Monday, Feb. 14, 1994
Calcutta, Illinois
By DAVID VAN BIEMA
The Chicago police swept into 219 North Keystone Avenue last Tuesday looking for drugs, and found children instead. There were 19 in all. Lying two deep on a pair of dirty mattresses. Or sprawled on the apartment's cold floor amid food scraps, cigarette butts and human excrement. Most were in dirty diapers or underwear; one boy, subsequently found to have cerebral palsy, wore bruises, belt marks and cigarette burns on his body. Two of the smallest children, reads the police report, were awake, sharing a neck bone with a dog. As the police removed the children from the residence, one pleaded to a female cop, "Will you be my mommy? I want to go home with you."

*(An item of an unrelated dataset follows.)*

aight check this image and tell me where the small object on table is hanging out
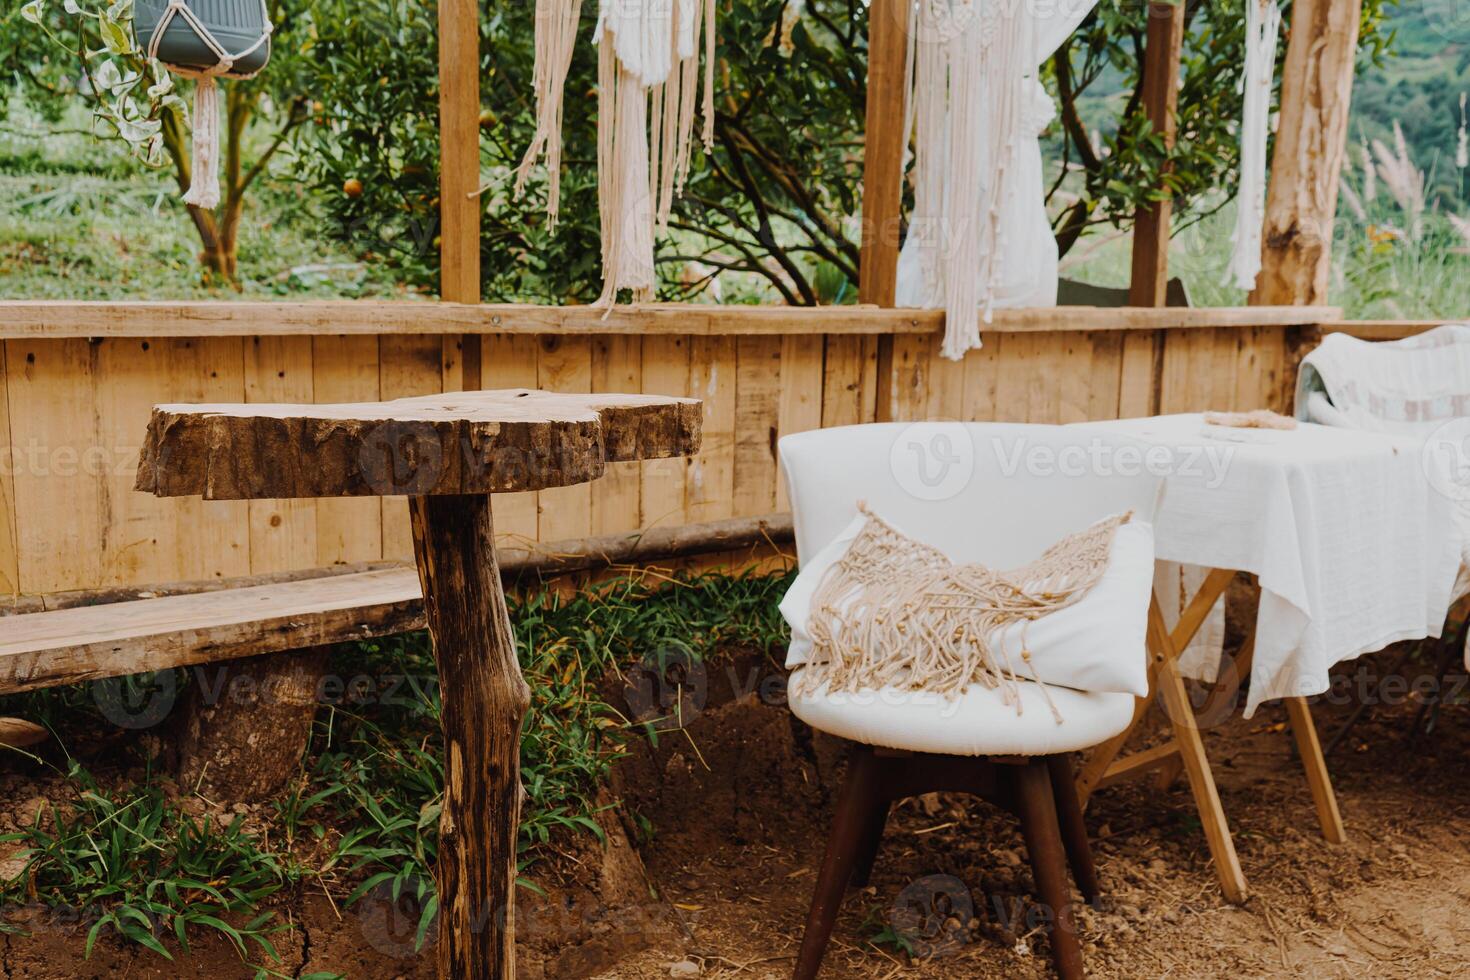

Johnny Melton, 28, is a man who looks on the bright side. "It was due to love," he explains. Melton is fixing himself a red Kool-Aid at the epicenter of America's most recent landscape of despair, the apartment he occupies with 27 relatives at 219 North Keystone Avenue on Chicago's run-down West Side. The dwelling is as the national headlines described it: drug deals transacted outside but not within; a sink swarming with roaches; a refrigerator filled with rotting and moldy food. An old-fashioned ice-cream crank perches incongruously on a shelf. At Melton's feet, mixed up in a pile of trash, dirt and other garbage, is some dried-up chopped beef. It's for the dog. "Son of a bitch only eats the best," explains Melton.
Melton will admit that a lot of people live here; he would like you to believe they lived better than the dog. His sister Maxine rented the apartment less than a year ago. Soon after, a fire burned another sister and her children out of their home. More misfortunes followed, and eventually the two- bedroom apartment with its broken windows housed six women, 20 children, Melton and at least one other man. The love he refers to is familial: "I consider it to be a good idea for us all to be together in these times of struggling." He points to a pantry stocked with some 15 cans of corn, a couple of jars of spaghetti sauce, and pancake mix and syrup -- proof, he says, that no one here goes hungry. He regards as misplaced any sentiment questioning his sisters' child rearing: "They are young single mothers who adore their children," he vouches. On a typical day, he ticks off, "the kids go to school, get fed, watch TV, go to sleep . . . like a normal family."
And what does Melton regard as his own calling? He smiles, knowing his credibility will drop. "I'm a con man," he says.
"This is a damn nightmare," he continues. "The police couldn't get what they came for, so I guess they just wanted us to grieve. The worst kind of abuse a kid can get is taking them away from their parents." Others agreed about the nightmare part. One expert called it the biggest single instance of child neglect in Chicago's past quarter-century. Seven adults were arrested: six for child negligence, a misdemeanor, and one for cruelty, a felony. Neighbors seemed to agree that Maxine Melton meant well and kept faith as the family's de facto matriarch. But not all her housemates were as strong: a sixth woman was out at the time of the raid because she was giving birth; the child was born with a coke addiction.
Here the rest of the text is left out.